Single Family House in Mexico. Organic Stone Module on a "Lunar" Scenario - DesignOnWeb
Casa Meztitla is a project by Studio Edaa, created to welcome the family, move away from the world and immerse yourself in the flowers of bougainvillea, in a valley on the outskirts of Tepoztlán.
Created to welcome the family and escape from the outside world, Casa Meztitla was designed by the Edaa studio for a couple who wanted a refuge on the outskirts of Tepoztlán
The site was selected, not only for its cost, but also for its extraordinary natural landscape and its proximity to Mount El Tepozteco, a national park. The project was carried out in an area called Meztitla, which in the Nahuatl language means "place near the moon", on the outskirts of Tepoztlán, a city 90 km south of Mexico City.
The layout of the house is divided into several areas, a social area with living room and dining room, an open kitchen and a "porch" overlooking the patio of grass, the only artificially induced nature in the project, designed to become the center of the house. The service area includes a grill, bathrooms, laundry and storage. The area of the rooms is accessible through the external patios including the main ones, on opposite sides, which have a private patio each. The studio, on a second floor, is accessible through the roof of the house terrace and is open on both sides to a couple of outdoor patios.
The central theme of the house is the endless relationship between inside and outside, there is no way to move from one area to another without walking through the outdoor spaces, each area is open to the outside so that you can go out of the house through any door. The house thus functions as a series of rooms connected through different types of outdoor areas. All this was made possible by the mild subtropical climate, used as an excuse not to build a house that closes on itself, but that continually opens to the natural environment.
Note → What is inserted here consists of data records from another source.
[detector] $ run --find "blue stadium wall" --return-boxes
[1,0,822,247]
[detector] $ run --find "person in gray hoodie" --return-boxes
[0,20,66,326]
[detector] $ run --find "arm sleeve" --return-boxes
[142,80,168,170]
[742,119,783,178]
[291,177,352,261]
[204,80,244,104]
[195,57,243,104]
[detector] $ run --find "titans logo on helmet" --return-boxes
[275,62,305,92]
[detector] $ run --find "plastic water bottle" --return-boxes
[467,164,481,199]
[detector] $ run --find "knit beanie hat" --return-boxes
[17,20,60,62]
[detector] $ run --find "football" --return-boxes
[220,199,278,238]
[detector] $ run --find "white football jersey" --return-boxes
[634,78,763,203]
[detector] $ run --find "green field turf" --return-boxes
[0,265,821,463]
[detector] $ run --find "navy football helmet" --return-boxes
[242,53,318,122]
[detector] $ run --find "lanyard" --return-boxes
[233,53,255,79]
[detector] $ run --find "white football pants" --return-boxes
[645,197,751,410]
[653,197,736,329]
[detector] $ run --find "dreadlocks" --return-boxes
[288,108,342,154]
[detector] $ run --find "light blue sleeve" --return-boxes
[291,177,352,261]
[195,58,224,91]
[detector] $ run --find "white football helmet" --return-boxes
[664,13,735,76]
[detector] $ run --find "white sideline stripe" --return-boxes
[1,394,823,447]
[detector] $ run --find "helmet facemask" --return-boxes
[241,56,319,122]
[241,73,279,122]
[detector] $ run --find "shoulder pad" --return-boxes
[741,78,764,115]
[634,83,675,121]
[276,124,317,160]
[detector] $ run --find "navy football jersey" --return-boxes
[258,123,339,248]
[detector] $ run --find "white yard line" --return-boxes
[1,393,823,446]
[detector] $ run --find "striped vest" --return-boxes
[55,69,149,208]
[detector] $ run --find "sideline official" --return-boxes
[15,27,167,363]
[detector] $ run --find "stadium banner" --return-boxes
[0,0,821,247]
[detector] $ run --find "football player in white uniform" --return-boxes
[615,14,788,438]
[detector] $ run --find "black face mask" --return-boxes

The selection of materials is simple and logical, both for economic and contextual reasons, being in a subtropical rainforest, they had to be simple to maintain materials, in which their aging was natural and blended with the context. For this reason, the choice of concrete and volcanic rock for the structures, all made lighter because of the complete whiteness both indoors and outdoors. The interior is completed by pine wood and steel doors with tempered glass, accentuated by the use of traditional Mexican furniture such as hammocks and rocking chairs.
Despite its modernity, the house seems to lie naturally in the green landscape, thanks to the use of well-mixed materials and its geometrically organic shape.